Brainstorm the skills, concepts, ideas, and themes important to your community
Option 1: Teacher-owned
Pull from existing materials and documents
- Organization/school values
- Age relevant skills
- Syllabus
Look ahead to the end of the course/year. Ask yourself these key questions, or create your own, in order to identify the key skills particular to your groups:
- When a learner leaves your class, you hope they’ll take away…
- What learning targets did the students conquer today?
- How did the students positively collaborate with peers today?
- How did the students work with the instructor to better understand or further my learning?

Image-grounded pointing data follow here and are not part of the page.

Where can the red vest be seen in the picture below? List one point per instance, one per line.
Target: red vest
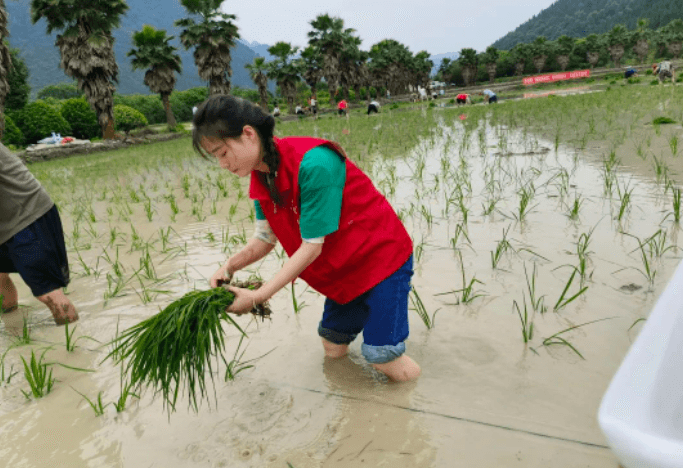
(371, 242)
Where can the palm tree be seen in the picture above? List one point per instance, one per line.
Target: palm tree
(640, 38)
(565, 47)
(285, 71)
(617, 39)
(521, 55)
(155, 53)
(257, 73)
(313, 67)
(422, 67)
(86, 48)
(5, 65)
(490, 59)
(539, 52)
(468, 62)
(674, 35)
(213, 37)
(329, 36)
(593, 47)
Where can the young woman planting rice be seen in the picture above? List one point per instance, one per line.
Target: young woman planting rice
(342, 236)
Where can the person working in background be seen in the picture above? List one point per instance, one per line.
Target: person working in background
(31, 241)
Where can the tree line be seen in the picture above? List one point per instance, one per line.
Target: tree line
(543, 55)
(85, 42)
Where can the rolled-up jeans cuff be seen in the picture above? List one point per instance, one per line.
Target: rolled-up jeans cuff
(382, 354)
(334, 336)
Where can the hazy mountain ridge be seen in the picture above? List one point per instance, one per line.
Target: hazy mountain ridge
(578, 18)
(42, 56)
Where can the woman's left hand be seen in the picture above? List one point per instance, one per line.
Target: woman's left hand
(245, 300)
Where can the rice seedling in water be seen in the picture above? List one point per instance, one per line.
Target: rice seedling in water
(467, 293)
(676, 204)
(502, 247)
(536, 302)
(176, 347)
(556, 339)
(624, 200)
(98, 405)
(6, 376)
(38, 377)
(70, 341)
(673, 144)
(527, 321)
(563, 301)
(419, 307)
(575, 208)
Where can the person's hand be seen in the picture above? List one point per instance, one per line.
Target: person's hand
(245, 300)
(222, 275)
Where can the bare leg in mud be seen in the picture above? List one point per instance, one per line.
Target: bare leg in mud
(401, 369)
(10, 299)
(61, 307)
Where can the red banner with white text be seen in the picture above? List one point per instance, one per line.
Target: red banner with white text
(556, 77)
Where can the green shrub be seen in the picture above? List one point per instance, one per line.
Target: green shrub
(127, 118)
(12, 135)
(663, 120)
(82, 118)
(38, 120)
(60, 91)
(148, 105)
(183, 101)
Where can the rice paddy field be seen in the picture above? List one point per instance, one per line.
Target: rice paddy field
(544, 231)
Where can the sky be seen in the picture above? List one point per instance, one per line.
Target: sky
(435, 26)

- How did the students’ effort affect their learning?
- How did the students communicate this lesson? How did it affect their learning?
- How did my students’ attitudes affect their learning?

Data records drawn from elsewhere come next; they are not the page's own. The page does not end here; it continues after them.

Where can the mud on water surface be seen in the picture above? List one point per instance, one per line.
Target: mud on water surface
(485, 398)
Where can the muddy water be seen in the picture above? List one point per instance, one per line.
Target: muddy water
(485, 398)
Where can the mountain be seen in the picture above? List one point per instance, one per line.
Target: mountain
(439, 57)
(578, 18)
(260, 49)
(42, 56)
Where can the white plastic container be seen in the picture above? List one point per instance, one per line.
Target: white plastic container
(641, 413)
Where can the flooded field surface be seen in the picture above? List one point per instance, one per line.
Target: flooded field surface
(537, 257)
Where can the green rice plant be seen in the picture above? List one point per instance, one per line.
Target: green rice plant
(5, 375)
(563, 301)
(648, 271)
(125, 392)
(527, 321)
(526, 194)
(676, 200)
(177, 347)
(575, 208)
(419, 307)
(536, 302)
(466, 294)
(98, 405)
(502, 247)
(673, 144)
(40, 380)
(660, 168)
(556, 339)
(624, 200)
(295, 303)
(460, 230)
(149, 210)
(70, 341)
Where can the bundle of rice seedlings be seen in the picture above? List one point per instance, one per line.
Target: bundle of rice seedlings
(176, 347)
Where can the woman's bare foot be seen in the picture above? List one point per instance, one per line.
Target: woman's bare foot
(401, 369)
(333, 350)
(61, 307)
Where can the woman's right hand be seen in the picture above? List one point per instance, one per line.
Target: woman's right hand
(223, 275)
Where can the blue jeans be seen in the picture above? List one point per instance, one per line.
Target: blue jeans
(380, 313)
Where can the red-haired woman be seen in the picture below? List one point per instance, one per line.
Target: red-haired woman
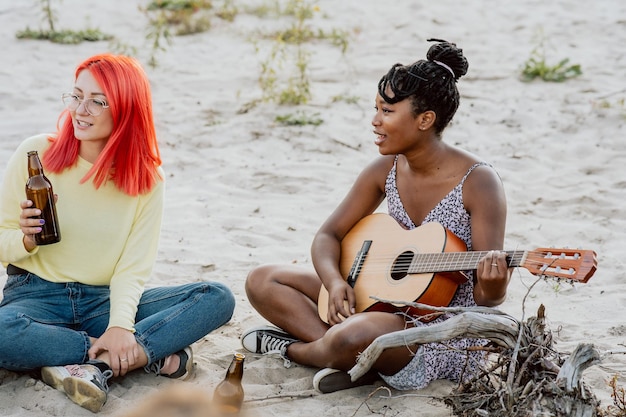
(77, 309)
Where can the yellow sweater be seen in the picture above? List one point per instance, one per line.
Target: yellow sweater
(107, 237)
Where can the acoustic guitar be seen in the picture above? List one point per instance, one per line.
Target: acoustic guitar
(380, 258)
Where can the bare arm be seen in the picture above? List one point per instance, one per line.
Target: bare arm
(485, 200)
(363, 198)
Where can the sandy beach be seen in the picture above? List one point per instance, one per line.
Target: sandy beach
(244, 190)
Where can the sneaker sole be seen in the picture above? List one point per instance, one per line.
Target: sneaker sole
(84, 393)
(52, 378)
(189, 366)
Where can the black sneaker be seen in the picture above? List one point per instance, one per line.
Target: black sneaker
(268, 340)
(184, 371)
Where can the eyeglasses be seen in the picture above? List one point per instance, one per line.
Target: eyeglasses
(94, 106)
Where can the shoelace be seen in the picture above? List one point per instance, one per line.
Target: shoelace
(273, 344)
(108, 374)
(75, 370)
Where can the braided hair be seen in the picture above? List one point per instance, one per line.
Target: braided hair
(429, 83)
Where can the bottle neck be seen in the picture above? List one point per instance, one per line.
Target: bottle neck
(235, 370)
(34, 165)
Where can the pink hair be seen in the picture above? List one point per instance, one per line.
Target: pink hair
(131, 156)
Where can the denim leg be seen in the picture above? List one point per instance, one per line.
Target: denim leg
(171, 318)
(36, 321)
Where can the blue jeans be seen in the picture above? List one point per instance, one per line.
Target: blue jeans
(48, 324)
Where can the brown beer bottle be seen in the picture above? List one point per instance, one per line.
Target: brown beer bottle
(39, 191)
(228, 395)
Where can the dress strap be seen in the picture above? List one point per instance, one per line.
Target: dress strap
(469, 171)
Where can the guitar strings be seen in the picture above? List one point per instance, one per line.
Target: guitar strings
(555, 263)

- How did today’s lesson connect to the overall curriculum?
- At the end of the year...
- Can my students explain key learning targets scaffolded throughout the year?
- Can my students demonstrate key skills scaffolded throughout the year?
- Did my students identify learning targets, key skills, and themes throughout the year they were learning and/or struggling with?
Tip: Creating too many COGS leads to the paradox of choice. Unless your learners already know your values and skills intimately, try to limit your first pass to less than 8 cogs total, across all sets.
Option 2: Collaboratively with Students
Set context around what constitutes a key skill/value. One definition we like to use is ____
(Optional) Bring a set of values you’ve already gathered using the teacher-owned steps above
Run an ideation session with students, using one of the following exercises:
- Learning Wall
- Traffic Light Feedback
- Green: values and skills students value in a classroom
- Yellow: values and skill students need to value more
- Red: values and skills students do not value in the classroom
- Affinity Mapping
Tip: Sometimes groups can struggle to come up with a common definition of culture. “Trust” or “Compassion” can have multiple definitions. If your group runs into this, try first defining goals using one or two sentences, and then work backwards to a one or two word definition.